Calorie Distribution

This histogram shows the distribution of calories, where the calories are grouped into 100 calorie increments. There is a clear right skew with most dishes being within the range of 0-600 calories, which makes sense as it aligns with typical calorie ranges for snacks and meals. Although this doesn’t directly answer my initial exploration question, it does provide a useful visualization of the average calorie ranges that are present for recipes in this dataset (Note: I decided to use a histogram over a box plot because it provided a more intuitive and detailed view of the data distribution).

Calories vs Nutrients Correlation

This heatmap visualizes the correlation between calories and different nutrient information. The nutrients that have the strongest positive correlation with calories include Total Fat, Saturated Fat, and Carbohydrates, which suggests that these nutrients are key contributors to determining the caloric content of a recipe.

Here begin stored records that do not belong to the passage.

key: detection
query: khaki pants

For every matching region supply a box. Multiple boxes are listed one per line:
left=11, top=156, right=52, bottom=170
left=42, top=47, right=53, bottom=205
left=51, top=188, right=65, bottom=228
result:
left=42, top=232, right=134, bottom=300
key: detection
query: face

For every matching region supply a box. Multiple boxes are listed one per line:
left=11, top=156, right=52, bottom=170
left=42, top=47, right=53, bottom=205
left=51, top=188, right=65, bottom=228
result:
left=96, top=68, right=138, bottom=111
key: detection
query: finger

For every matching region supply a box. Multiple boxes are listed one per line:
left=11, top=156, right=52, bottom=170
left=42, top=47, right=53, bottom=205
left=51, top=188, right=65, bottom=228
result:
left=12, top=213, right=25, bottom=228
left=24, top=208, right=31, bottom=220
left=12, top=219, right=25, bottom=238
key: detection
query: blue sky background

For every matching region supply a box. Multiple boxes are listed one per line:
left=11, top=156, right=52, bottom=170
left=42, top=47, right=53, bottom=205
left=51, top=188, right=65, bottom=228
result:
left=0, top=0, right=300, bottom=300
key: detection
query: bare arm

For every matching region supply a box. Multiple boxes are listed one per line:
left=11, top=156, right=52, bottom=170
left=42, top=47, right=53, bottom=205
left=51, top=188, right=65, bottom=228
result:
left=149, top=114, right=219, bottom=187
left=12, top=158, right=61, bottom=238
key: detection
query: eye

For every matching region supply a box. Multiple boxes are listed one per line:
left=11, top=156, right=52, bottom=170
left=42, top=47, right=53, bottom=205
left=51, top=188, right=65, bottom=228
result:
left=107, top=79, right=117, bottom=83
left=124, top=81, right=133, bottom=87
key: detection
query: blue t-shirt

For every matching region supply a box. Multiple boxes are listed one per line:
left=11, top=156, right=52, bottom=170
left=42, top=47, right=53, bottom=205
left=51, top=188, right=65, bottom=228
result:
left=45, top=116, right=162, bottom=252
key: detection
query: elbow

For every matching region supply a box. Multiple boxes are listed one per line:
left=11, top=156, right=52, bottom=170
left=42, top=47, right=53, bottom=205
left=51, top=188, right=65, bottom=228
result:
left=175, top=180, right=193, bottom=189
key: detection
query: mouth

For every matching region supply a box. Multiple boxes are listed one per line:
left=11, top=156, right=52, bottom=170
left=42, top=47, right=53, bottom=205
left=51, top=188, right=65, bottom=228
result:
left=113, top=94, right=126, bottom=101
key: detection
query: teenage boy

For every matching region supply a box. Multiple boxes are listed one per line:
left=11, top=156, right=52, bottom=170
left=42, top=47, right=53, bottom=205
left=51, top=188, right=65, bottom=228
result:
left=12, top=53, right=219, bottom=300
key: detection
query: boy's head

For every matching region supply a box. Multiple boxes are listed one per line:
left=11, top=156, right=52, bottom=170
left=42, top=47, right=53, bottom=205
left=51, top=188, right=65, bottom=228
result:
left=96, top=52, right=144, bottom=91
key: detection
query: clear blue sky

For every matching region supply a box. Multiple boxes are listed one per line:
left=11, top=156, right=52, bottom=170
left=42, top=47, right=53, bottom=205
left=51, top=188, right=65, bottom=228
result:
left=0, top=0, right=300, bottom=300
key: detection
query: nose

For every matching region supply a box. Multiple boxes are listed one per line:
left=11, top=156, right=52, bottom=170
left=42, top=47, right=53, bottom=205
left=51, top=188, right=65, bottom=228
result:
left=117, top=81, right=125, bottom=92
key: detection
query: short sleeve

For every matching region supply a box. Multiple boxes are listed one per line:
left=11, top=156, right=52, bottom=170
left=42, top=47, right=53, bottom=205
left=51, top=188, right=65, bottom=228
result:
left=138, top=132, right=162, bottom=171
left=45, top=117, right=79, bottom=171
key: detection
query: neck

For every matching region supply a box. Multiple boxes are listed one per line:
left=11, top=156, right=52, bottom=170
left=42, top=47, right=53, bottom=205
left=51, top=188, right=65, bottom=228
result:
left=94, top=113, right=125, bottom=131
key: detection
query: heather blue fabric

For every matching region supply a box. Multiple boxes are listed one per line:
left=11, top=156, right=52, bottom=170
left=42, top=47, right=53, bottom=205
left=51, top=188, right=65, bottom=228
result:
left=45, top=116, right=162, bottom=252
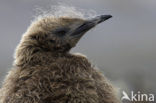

Nutritional Information Per Meal Type

tags	Calories	Total Fat	Sugar	Carbohydrates	Count
appetizers	337.755	32.6989	28.768	7.37155	17268
breakfast	355.093	26.2486	56.2776	12.4942	16259
brunch	387.927	29.7146	63.9722	13.2426	18057
lunch	401.056	31.7938	35.7984	11.2587	19582
main-dish	502.815	40.0705	30.5317	11.2432	71806

This pivot table shows the average nutritional content for various meal types including main-dish, breakfast, lunch, brunch and appetizers. It is interesting to note that the main dish has a significantly higher calorie count (about 100 more) and total fat count (approximately 9% more) than lunch, despite the two tags having some overlap (as main-dish could refer to either dinner or lunch meals). This suggests that certain factors, such as fat content, contribute to the higher caloric count. Another interesting observation is that brunch contains a significantly higher sugar content, sometimes showing a 2x difference compared to other meal types. Additionally, lunch, brunch, breakfast, and appetizers tend to have similar values for calories, total fat, and carbohydrates, with little variation across these meal types.

Imputation

After analyzing my dataset, I found that the two columns with the most significant number of missing values were rating (15,036 missing values) and avg_rating (2,777 missing values). These correspond to approximately 6.41% and 1.18% of the total dataset. Given that these missing percentages are relatively low compared to the size of the dataset, one option could be to drop the rows containing these missing values. However, since my analysis is focused on determining which factors influence calorie amount (which doesn’t involve ratings or average ratings), I decided to keep the missing values since there is no significant impact.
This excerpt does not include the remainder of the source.